Washington—ever the portrait of stoic resolve—was, in fact, seething with frustration over the partisanship that reared its ugly head in newspapers, popular opinion, and even within his own cabinet. Jefferson and Hamilton, in particular, were like oil and water. Detailing their conflicts—stemming from Hamilton’s “liberal reading of the nation’s fundamental charter” and his constant push “to strengthen the government in every way that he could think up”—Rasmussen observes, “The fact that Washington managed to keep them together in the administration for as long as he did—nearly four years—was itself a noteworthy accomplishment; one can only imagine how vitriolic the enmity between them would have grown without his steady presence at the helm” (78, 64, 31–32).
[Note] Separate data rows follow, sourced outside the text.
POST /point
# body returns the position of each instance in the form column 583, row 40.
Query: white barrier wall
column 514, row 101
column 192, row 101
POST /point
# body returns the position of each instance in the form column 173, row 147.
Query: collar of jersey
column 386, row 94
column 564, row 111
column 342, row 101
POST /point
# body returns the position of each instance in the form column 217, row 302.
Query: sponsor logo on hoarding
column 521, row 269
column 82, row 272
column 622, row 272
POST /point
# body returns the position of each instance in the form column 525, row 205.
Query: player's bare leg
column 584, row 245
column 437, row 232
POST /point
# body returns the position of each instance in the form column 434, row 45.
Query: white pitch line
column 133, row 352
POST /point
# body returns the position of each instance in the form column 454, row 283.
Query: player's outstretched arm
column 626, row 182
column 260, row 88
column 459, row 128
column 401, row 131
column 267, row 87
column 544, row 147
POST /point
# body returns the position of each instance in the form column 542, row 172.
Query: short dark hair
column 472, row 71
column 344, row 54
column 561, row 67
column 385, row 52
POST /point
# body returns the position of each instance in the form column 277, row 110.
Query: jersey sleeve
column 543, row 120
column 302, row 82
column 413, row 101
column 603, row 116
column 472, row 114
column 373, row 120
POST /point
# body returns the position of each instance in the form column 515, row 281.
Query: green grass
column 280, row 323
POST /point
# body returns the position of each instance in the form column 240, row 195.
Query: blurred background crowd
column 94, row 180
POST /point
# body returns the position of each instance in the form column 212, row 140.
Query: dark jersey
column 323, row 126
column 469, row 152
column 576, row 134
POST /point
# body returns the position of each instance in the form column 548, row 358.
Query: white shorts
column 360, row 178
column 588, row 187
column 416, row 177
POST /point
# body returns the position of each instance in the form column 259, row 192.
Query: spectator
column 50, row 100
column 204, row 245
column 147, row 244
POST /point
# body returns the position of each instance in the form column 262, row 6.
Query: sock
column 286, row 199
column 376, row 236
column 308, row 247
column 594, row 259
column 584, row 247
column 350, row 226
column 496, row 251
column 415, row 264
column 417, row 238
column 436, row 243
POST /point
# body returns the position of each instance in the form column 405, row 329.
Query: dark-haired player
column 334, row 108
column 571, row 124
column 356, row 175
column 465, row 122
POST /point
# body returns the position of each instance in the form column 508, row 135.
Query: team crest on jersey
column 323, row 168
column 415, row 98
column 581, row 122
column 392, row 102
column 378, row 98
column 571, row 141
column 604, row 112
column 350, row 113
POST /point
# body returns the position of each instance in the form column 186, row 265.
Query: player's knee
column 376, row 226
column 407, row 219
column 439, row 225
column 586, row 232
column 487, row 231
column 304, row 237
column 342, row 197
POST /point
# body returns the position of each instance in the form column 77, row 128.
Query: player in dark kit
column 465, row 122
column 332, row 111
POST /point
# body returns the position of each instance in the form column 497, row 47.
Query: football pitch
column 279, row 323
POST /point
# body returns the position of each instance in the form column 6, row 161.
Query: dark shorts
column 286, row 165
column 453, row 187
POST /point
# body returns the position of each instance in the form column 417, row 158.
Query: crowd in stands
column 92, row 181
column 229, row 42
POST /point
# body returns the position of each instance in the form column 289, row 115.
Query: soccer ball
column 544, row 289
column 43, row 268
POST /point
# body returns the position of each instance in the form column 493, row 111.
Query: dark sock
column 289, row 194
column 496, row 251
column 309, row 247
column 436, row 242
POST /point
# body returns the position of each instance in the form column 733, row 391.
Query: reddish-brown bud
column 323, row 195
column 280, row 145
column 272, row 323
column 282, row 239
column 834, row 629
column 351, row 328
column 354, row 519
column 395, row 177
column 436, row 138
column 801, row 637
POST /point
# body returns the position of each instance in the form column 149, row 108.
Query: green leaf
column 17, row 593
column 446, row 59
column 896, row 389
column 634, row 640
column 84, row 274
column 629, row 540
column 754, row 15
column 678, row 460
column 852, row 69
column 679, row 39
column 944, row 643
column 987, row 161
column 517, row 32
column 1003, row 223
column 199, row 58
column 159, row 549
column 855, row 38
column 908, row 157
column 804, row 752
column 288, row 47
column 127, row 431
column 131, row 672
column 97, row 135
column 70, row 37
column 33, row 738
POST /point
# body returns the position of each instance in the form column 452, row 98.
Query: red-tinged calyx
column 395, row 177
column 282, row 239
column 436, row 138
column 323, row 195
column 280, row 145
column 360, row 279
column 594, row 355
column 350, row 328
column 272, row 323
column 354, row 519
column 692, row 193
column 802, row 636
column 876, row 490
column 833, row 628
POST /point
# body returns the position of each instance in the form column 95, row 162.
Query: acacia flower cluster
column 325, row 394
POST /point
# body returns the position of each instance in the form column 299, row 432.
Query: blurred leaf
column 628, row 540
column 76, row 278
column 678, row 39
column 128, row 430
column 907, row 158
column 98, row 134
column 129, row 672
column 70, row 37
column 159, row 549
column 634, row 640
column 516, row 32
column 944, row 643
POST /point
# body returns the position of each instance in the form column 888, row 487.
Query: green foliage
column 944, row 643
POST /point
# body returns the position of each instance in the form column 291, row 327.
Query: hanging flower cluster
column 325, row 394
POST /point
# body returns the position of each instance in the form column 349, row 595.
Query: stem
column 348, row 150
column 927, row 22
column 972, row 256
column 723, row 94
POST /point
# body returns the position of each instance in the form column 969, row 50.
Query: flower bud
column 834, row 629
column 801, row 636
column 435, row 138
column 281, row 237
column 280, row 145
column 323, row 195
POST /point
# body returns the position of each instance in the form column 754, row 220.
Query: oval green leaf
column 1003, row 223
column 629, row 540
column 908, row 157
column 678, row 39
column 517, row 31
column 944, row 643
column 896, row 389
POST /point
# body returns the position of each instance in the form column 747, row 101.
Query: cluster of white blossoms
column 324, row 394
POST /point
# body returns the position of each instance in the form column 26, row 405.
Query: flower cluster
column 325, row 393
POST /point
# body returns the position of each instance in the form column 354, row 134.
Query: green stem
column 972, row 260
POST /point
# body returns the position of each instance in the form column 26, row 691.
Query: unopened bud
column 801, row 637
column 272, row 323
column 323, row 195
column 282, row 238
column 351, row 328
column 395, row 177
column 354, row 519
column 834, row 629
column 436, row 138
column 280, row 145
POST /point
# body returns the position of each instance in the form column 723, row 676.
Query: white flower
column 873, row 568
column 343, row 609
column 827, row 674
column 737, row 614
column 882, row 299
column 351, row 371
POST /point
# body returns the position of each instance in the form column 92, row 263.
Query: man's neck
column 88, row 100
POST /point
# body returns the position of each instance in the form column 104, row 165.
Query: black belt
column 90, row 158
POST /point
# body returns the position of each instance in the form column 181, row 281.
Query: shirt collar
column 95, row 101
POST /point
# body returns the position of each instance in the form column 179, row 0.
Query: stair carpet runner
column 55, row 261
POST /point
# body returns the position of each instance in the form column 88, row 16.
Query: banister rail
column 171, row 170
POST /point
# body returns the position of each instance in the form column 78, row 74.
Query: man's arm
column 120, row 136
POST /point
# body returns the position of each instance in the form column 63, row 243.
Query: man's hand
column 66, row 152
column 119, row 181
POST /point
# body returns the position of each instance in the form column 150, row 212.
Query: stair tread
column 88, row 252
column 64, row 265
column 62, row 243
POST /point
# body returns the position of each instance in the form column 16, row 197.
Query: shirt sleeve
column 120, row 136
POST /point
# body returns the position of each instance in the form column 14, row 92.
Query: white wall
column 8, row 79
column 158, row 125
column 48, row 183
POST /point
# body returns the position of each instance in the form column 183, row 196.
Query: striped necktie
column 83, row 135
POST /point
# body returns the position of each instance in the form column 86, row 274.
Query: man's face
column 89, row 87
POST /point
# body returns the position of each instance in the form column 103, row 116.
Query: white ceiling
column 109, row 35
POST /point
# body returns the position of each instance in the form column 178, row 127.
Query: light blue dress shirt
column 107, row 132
Distraught, Washington told Jefferson in 1792,

Without more charity for the opinions & acts of one another in Governmental matters . . . it will be difficult, if not impracticable, to manage the Reins of Government or to keep the parts of it together: for if, instead of laying our shoulders to the machine after measures are decided on, one pulls this way & another that, before the utility of the thing is fairly tried, it must, inevitably, be torn asunder—And, in my opinion the fairest prospect of happiness & prosperity that ever was presented to man, will be lost—perhaps for ever! (29)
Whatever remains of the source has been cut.